What is the definition of addition in $\mathbb R^n$? (Wondering)
It should be defined in terms of addition on $\mathbb R$.
And of scalar multiplication?

The rest looks all good to me. (Smile)

 

[mathmari]

What is the definition of addition in $\mathbb R^n$? (Wondering)
It should be defined in terms of addition on $\mathbb R$.
And of scalar multiplication?

We define addition in $\mathbb{R}^n$ componentwise: $x+y=(x_1, \ldots , x_n)+(y_1, \ldots , y_n)=(x_1+y_1, \ldots , x_n+y_n)$.
We have that $0_{\mathbb{R}^n}=(0,\ldots , 0)$.

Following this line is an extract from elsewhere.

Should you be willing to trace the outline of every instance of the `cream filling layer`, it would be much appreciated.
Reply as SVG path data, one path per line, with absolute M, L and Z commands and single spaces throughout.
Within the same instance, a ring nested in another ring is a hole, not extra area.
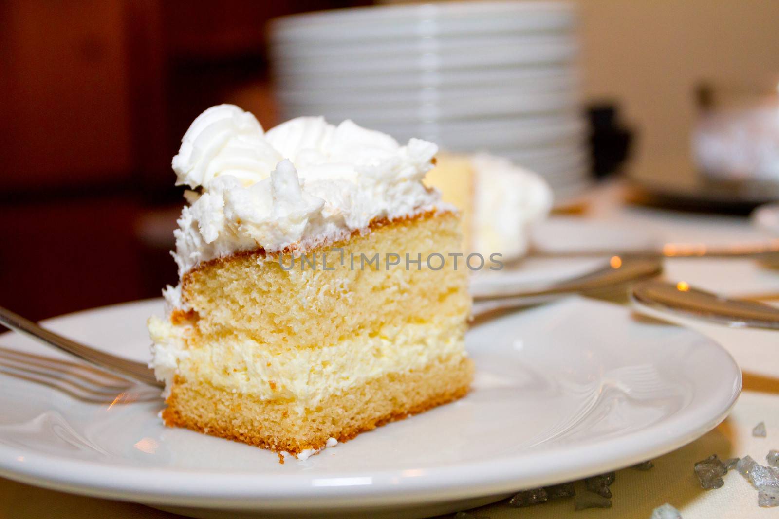
M 406 373 L 432 362 L 458 364 L 466 356 L 462 316 L 432 322 L 385 324 L 331 346 L 291 347 L 270 355 L 261 344 L 236 336 L 197 344 L 192 325 L 152 317 L 153 362 L 166 393 L 175 374 L 191 373 L 216 387 L 263 399 L 288 398 L 299 408 L 390 373 Z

So we have that \begin{equation*} v+0_{\mathbb{R}^n}=(v_1, \ldots , v_n)+(0,\ldots , 0)=(v_1+0, \ldots , v_n+0)=(v_1, \ldots , v_n)=v\end{equation*}
Similarily, we get \begin{equation*}0_{\mathbb{R}^n}+v=(0,\ldots , 0)+(v_1, \ldots , v_n)=(0+v_1, \ldots , 0+v_n)=(v_1, \ldots , v_n)=v\end{equation*}

Therefore, it holds that $v+0_{\mathbb{R}^n}=v=0_{\mathbb{R}^n}+v$.
The scalar multiplication is defined as follows:
$\lambda x=\lambda (x_1, \ldots , x_n)=(\lambda x_1, \ldots , \lambda x_n)$.

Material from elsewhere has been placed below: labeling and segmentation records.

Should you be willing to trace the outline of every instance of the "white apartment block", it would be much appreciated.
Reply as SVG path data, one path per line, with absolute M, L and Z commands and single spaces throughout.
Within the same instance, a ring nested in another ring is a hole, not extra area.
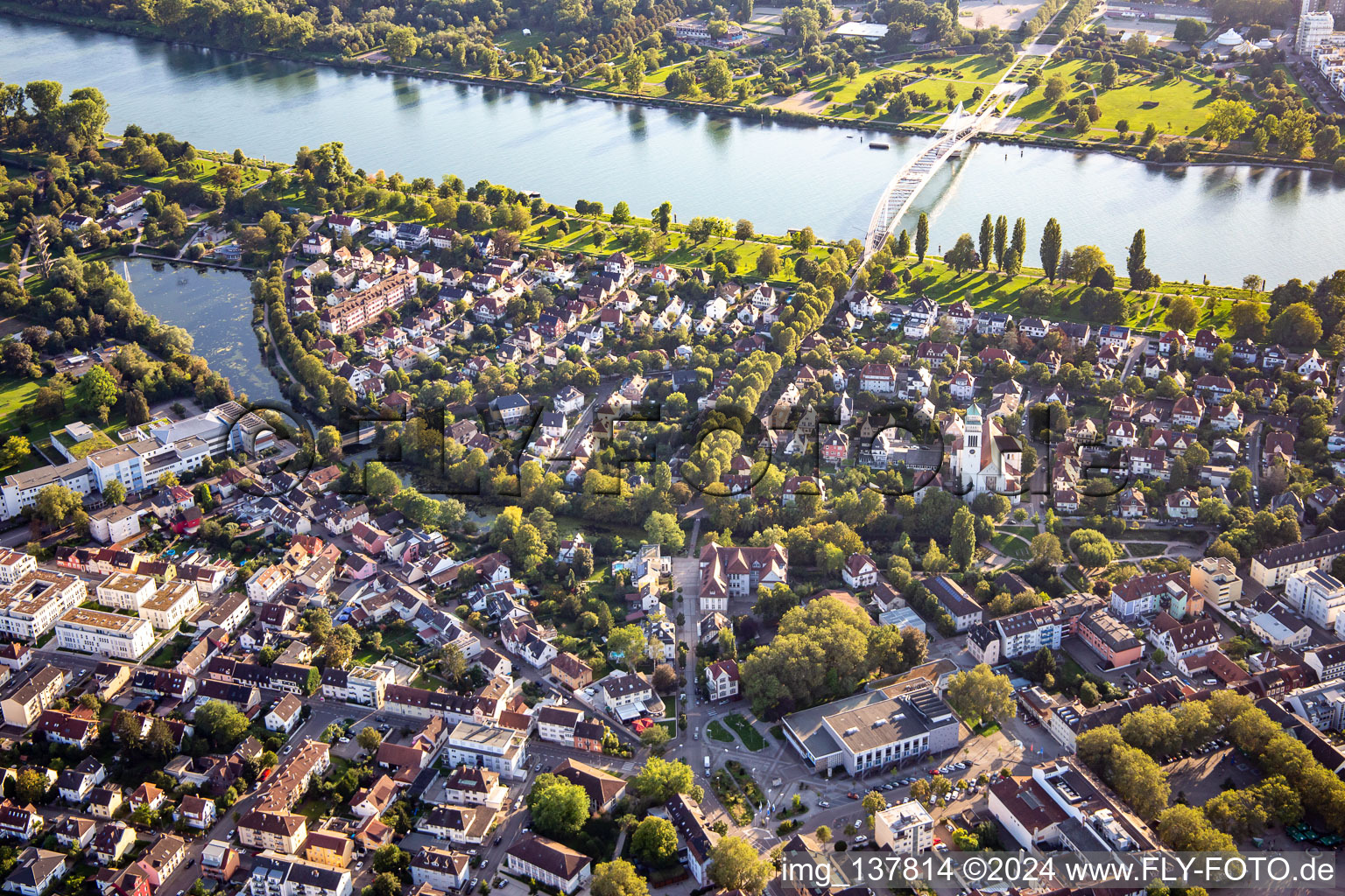
M 30 572 L 38 571 L 38 559 L 31 553 L 0 548 L 0 586 L 9 587 Z
M 1322 570 L 1295 572 L 1284 582 L 1284 603 L 1309 622 L 1332 629 L 1345 607 L 1345 583 Z
M 155 643 L 144 619 L 75 607 L 56 622 L 56 646 L 118 660 L 139 660 Z
M 1190 587 L 1205 598 L 1206 603 L 1227 607 L 1243 596 L 1243 579 L 1237 567 L 1228 557 L 1205 557 L 1190 564 Z
M 915 799 L 888 806 L 873 817 L 873 842 L 898 853 L 928 852 L 933 849 L 933 818 Z
M 51 631 L 56 619 L 78 607 L 87 596 L 89 588 L 83 579 L 36 570 L 0 594 L 0 631 L 24 641 L 36 641 Z
M 1294 50 L 1298 55 L 1307 55 L 1314 47 L 1326 43 L 1336 30 L 1336 19 L 1329 12 L 1305 12 L 1298 17 L 1298 36 L 1294 39 Z
M 105 607 L 125 610 L 126 613 L 140 613 L 149 598 L 155 596 L 155 580 L 147 575 L 134 572 L 113 572 L 98 583 L 94 595 Z
M 480 766 L 504 778 L 527 776 L 527 736 L 512 728 L 460 721 L 448 735 L 451 766 Z
M 140 607 L 140 617 L 149 625 L 167 631 L 191 615 L 200 606 L 200 592 L 195 582 L 165 582 L 159 592 Z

Then we get \begin{align*}\lambda (v+w)&=\lambda \left ((v_1, \ldots , v_n)+(w_1, \ldots , w_n)\right )=\lambda \left ((v_1+w_1, \ldots , v_n+w_n)\right ) \\ & =(\lambda(v_1+w_1), \ldots , \lambda(v_n+w_n))=(\lambda v_1+\lambda w_1, \ldots , \lambda v_n+\lambda w_n) \\ & =(\lambda v_1, \ldots , \lambda v_n)+(\lambda w_1, \ldots , \lambda w_n) =\lambda( v_1, \ldots , v_n)+ \lambda (w_1, \ldots , w_n) \\ & =\lambda v+\lambda w\end{align*} Are these proofs correct and complete? (Wondering)

 

[I like Serena]

Yep. All correct. (Nod)

 

[mathmari]

Yep. All correct. (Nod)

Great! Thank you! (Sun)

 

[Evgeny.Makarov]

We see that $A\cdot B\neq B\cdot A$

For which values of $a,\ldots,h$? For all? For some? Then for which exactly? Expressions $a^{3}+b^{3}+c^{3}-3abc$ and $(a+b+c)(a^{2} +b^{2}+c^{2}-ab-bc-ca)$ also look quite differently, yet they are equal.